Ancient Egyptian spell book discovered at Macquarie University
Experts at Macquarie University have deciphered an Ancient Egyptian codex for the first time to discover that it’s actually a spellbook. The codex has been kept in Macquarie’s Museum of Ancient Cultures since 1981, but this is the first time anyone has been able to "read" the ancient Coptic text.
The codex is an invocation including both Christian and Gnostic elements, ritual instructions, and a list of twenty-seven spells to cure demonic possession, various ailments, the effects of magic, or to bring success in love and business. Associate Professor Malcolm Choat, Department of Ancient History and Director, Macquarie Ancient Cultures Research Centre; and Professor Iain Gardner, Chair of the Department of Studies in Religion, University of Sydney have edited and published a new translation of the text: A Coptic Handbook of Ritual Power.
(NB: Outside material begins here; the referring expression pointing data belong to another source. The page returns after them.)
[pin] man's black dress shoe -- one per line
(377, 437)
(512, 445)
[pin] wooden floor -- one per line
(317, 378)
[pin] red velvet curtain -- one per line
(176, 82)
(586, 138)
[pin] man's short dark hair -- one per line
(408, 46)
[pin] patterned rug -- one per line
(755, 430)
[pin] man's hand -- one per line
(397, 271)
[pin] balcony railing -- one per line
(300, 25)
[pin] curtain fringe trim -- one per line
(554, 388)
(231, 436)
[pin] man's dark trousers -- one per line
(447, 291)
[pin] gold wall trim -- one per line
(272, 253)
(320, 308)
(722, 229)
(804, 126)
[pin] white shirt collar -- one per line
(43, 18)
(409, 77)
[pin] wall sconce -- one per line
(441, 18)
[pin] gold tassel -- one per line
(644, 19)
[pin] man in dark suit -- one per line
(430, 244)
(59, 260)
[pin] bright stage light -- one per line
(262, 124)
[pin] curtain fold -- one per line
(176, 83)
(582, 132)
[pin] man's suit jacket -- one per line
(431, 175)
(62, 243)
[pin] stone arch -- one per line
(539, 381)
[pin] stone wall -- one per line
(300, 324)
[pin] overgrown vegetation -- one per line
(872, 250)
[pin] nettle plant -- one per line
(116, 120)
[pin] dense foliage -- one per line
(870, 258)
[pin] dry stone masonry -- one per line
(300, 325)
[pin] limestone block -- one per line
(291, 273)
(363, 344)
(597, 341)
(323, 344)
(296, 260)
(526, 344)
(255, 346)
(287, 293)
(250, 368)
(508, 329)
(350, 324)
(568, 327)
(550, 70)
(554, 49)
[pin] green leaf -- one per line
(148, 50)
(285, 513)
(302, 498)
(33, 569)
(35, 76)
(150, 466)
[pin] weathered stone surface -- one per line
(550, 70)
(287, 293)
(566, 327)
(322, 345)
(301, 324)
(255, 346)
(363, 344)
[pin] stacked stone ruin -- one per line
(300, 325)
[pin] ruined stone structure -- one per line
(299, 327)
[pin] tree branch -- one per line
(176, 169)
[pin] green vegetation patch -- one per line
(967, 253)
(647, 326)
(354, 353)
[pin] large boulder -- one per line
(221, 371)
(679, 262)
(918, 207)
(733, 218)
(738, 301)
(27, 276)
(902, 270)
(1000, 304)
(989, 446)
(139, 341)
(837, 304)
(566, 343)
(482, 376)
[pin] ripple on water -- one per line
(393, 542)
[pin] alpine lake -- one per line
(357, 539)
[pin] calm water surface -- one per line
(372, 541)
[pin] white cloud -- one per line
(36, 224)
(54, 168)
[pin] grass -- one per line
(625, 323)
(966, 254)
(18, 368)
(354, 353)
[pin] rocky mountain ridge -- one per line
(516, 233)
"The type of Coptic used makes us think it might come from the region of el-Ashmunein (ancient Hermopolis) in Upper Egypt" says Associate Professor Choat. "Coptic is the final stage of the Egyptian language, and descendent of the Hieroglyphs. Based on the handwriting, we think the codex was written around 700 AD."
After a long invocation, the codex outlines 27 spells, or prescriptions, which offer healing or remedies for other problems people might have, for example:
- "Someone who is possessed: Say the formula on linseed oil and pitch. Anoint them."
- "Love charm: Say the formula on wine. Let them drink."
- "A binding (spell): Say the formula over a new potsherd (and) bury it at the door."
- "So that any person be subject to you and give glory to you: Say the formula first before you go out – within your house – and before you speak with the person."
- "When someone has a magic on them: wormwood, wine. Let him drink (it)."
- "Black jaundice: Black cumin, pepper, wine; let him drink (it). Or if it is that of the gold (i.e. yellow jaundice): milky water, wormwood; and let them wash (in it) and drink (it). Boil the water."
- "For any sickness: Say the formula on a first (pressing) oil. Anoint them."
- "For every staunching of blood: Say the formula on a dry gourd. Let them eat (it). If it is in the body (i.e. internal bleeding): apply with vinegar."
The translation of the codex is part of a larger project to translate over 600 papyri in Macquarie’s Museum of Ancient Cultures. The University received substantial funding from the Australian Research Council over the last eight years towards the project, as it is the only university in Australia where Coptic Studies is offered.
The Copts are the native Christians of Egypt, where Christianity was the major religion from 400-800 AD. The Coptic language is a direct descendant of Demotic Egyptian but it has been near-extinct since the 18th Century.